Table 1. Running time (in seconds) for the GPU implementation, Multi-core CPU implementation, Single-thread C/C++ implementation and Single-thread R implementation when 50% of the genes were filtered out during the data preprocessing stage (individual number = 590).

Gene Number GPU Multi-core CPU Single-thread C/C++ Single-thread WGCNA Single-thread R
2k 0.624 0.094 0.375 1.622 1.295
4k 0.671 0.218 1.138 5.020 5.101
6k 0.811 0.39 2.403 14.102 15.163
8k 0.967 0.655 4.447 25.032 25.740
10k 1.202 0.889 7.301 41.769 42.260
12k 1.388 1.419 10.811 69.685 69.420
14k 1.747 1.965 14.633 94.731 95.220
16k 2.122 3.010 20.369 130.627 134.100

Multi-core CPU version ran on 16 CPU threads running on 16 CPU cores.

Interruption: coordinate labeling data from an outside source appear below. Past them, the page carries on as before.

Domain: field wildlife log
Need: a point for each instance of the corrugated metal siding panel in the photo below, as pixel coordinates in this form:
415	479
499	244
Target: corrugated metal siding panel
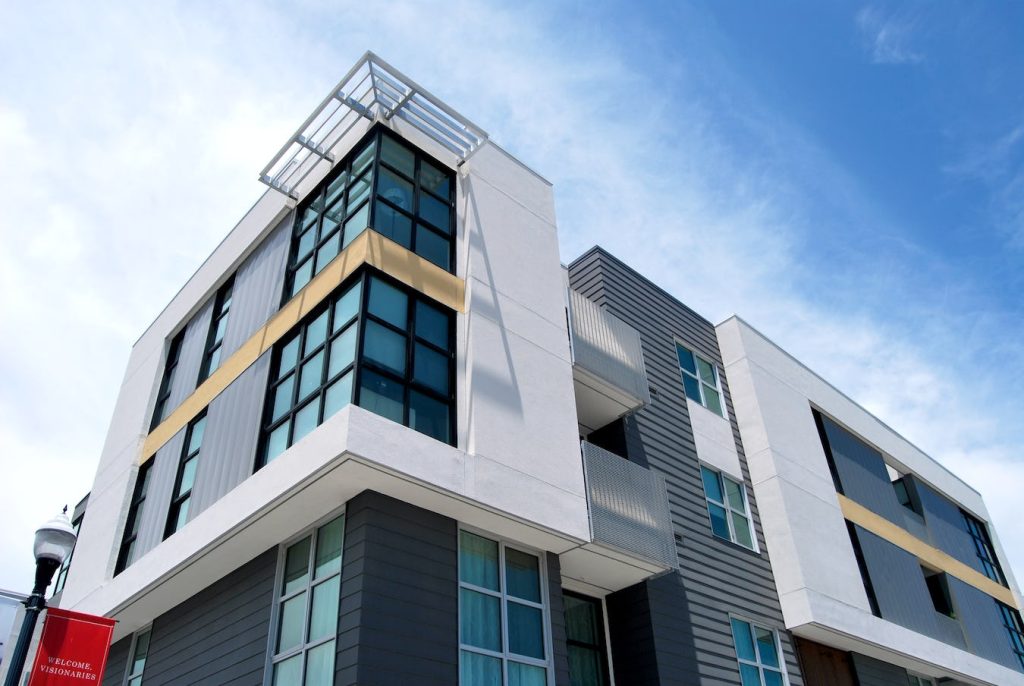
982	624
228	451
718	577
220	635
258	285
399	602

Table 2. Running time (in seconds) for the GPU implementation, Multi-core CPU implementation, Single-thread C/C++ implementation and Single-thread R implementation when no genes were filtered out during data preprocessing stage (individual number = 590).

Gene Number GPU Multi-core CPU Single-thread C/C++ Single-thread WGCNA Single-thread R
2k 0.655 0.218 1.295 4.529 3.947
4k 0.858 0.592 4.384 24.250 24.020
6k 1.295 1.591 10.311 63.971 65.400
8k 1.950 2.902 19.906 127.037 131.148
10k 3.089 4.68 31.31 220.112 221.040
12k 4.321 8.236 46.863 322.876 326.34
14k 6.771 10.968 72.758 480.106 484.56
16k 8.003 15.600 85.597 618.084 632.04

Multi-core CPU version ran on 16 CPU threads running on 16 CPU cores.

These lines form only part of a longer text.